The Law Firm of Leandros A. Vrionedes, P.C.

“Quality Service With
My Personal Attention”

RSS

Mineola Auto Accident Case Sheds Light On Comparative Negligence

Auto Accident Comparative Negligence

In some auto accidents, it is possible for both drivers to be partly at fault in causing the accident. In these cases, New York law follows a rule of pure comparative negligence. This rule allows a jury to assign a percentage of the total fault to each driver. A plaintiff who is found to be partially at fault can still recover damages, although the amount of compensation due to the injured plaintiff will be reduced in proportion to the percentage of liability assigned to him or her. Even if the plaintiff is found to be more than fifty percent to blame in causing the accident, he or she can still recover compensation from a negligent defendant.

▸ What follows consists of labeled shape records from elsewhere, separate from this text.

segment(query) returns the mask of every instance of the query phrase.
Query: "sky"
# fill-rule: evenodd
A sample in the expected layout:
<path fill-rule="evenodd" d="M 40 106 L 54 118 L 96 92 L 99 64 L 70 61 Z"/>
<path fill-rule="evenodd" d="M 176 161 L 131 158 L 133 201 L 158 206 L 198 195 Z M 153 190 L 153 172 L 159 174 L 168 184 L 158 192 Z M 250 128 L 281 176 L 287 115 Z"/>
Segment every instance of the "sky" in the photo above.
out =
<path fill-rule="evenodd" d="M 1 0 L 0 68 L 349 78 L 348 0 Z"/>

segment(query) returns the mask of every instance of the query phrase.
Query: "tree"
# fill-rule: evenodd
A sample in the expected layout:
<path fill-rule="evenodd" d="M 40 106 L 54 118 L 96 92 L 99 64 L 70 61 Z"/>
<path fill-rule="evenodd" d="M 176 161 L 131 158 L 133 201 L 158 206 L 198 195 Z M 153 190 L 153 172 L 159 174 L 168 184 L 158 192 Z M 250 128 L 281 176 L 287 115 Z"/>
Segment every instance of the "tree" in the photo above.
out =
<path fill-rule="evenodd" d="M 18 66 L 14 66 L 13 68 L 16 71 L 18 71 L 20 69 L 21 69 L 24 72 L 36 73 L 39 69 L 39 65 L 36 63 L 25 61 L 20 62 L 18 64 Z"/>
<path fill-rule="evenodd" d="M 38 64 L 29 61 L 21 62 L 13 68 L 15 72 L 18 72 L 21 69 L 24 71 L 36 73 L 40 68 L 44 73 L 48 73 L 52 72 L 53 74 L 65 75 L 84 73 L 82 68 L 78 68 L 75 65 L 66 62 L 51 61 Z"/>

A recent auto accident case in Nassau County addressed the situation where a plaintiff may not have contributed to the accident, but her actions after the accident may have contributed to the severity of her injury. In the case of Fontaine V. Curtin, the plaintiff was traveling westbound on Lafayette Street in Mineola and stopped at an intersection when a van heading northbound on Herricks Road attempted a right-hand turn at the intersection. The van slid on the pavement, causing it to strike the plaintiff’s car on the driver’s side with the front bumper.

What happened next is unclear, but somehow the plaintiff’s vehicle traveled across four lanes of traffic and struck a tree on the other side of the road at about 15 miles per hour. The plaintiff admits it was possible that she accidentally pressed the accelerator pedal and caused the car to run into the tree.

The plaintiff moved for summary judgment on the issue of liability, asking the court to rule as a matter of law that the defendant was liable for causing the accident. The defendant then raised the issue of the plaintiff’s own negligence. The court cited the “seminal seatbelt case” of Spier v. Barker to hold that comparative negligence is only applicable to the cause of the accident itself and not to any conduct which “exacerbates or enhances the severity of the injuries.” Since the defendant could not explain away his own negligence in causing the accident, the court granted summary judgment for the plaintiff on the issue of liability.

The case will now proceed to trial on the issue of damages, or how much compensation the plaintiff is entitled to. The issue may come up again at this stage, as a jury decides what is fair to award. One question for the jury may be whether it was reasonably foreseeable that a collision of this sort could cause a driver to accidentally hit the gas and propel the vehicle into another object, causing further damage. If so, the plaintiff may receive compensation for those injuries as well.